Sen. Roy Blunt, R-Mo., a member of McConnell’s leadership team, also told reporters Tuesday that he remained unpersuaded that a payroll tax cut was the best option now.
“I think we looked at that early on and I think we just didn’t think that would have the desired impact,” Sen. Shelley Moore Capito, R-W.Va., said in a recent interview.
Senate Republicans noted during a closed-door meeting on Tuesday—held in a cavernous hearing room in the Hart Senate Office Building to allow for social distancing among dozens of senators—that significant portions of the rescue money that has already been signed into law have yet to be doled out, according to a person in attendance who spoke anonymously to discuss a private meeting.
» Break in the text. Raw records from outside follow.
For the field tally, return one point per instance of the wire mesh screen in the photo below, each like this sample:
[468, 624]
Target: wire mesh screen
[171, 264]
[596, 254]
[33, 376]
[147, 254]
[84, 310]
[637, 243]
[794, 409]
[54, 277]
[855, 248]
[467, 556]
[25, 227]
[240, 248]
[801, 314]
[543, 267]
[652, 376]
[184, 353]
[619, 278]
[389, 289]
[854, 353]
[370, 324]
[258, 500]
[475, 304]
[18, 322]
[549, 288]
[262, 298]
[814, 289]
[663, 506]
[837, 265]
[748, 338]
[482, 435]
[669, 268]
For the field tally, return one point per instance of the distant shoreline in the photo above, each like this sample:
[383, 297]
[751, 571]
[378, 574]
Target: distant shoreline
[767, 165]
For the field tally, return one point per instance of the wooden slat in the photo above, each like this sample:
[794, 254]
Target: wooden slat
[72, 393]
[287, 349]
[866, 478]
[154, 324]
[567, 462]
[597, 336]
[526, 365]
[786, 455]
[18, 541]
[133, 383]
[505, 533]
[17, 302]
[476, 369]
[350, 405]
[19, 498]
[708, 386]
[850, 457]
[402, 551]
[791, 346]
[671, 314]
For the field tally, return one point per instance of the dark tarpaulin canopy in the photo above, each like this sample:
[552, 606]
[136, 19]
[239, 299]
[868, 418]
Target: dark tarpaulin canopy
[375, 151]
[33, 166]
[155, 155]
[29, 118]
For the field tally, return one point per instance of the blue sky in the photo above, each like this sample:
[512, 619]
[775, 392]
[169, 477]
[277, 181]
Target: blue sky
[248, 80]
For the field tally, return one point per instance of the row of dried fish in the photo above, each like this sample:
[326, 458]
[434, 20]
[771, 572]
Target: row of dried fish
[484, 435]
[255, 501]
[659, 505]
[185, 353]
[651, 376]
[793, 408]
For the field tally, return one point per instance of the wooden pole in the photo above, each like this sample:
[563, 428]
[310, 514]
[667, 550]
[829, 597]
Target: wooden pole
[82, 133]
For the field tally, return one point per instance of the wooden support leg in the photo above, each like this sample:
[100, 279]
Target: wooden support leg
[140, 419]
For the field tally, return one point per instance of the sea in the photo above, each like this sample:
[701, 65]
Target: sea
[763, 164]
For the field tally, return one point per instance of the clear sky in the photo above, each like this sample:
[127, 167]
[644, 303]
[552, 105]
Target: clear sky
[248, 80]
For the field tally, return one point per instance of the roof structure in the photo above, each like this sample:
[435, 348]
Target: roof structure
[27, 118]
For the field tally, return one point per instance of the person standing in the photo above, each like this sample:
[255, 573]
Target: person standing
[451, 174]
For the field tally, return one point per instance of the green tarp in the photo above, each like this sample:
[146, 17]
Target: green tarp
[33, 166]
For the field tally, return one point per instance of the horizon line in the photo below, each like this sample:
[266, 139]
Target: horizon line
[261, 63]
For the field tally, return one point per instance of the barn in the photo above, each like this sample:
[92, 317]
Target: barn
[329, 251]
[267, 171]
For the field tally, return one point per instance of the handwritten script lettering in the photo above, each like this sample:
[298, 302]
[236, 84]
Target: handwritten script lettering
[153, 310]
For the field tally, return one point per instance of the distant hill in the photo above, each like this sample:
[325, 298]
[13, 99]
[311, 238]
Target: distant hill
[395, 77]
White House legislative affairs director Eric Ueland also indicated no immediate urgency from the administration, telling reporters that with nearly $3 trillion in new spending approved, “we also need to understand exactly how successful that spending’s been before committing to new spending ideas.”
For his part, Senate Minority Leader Chuck Schumer, D-N.Y., urged McConnell to move with alacrity and continued to criticize the majority leader for his insistence that liability shields for businesses accompany any additional state and local aid.
“This idea of drawing red lines—particularly when they’re not really related to what the needs of people are, particularly when they side with big corporate interests as opposed to individual workers, as Leader McConnell’s red line—it’s not productive and it’s not going to work,” Schumer said. “People have real needs.”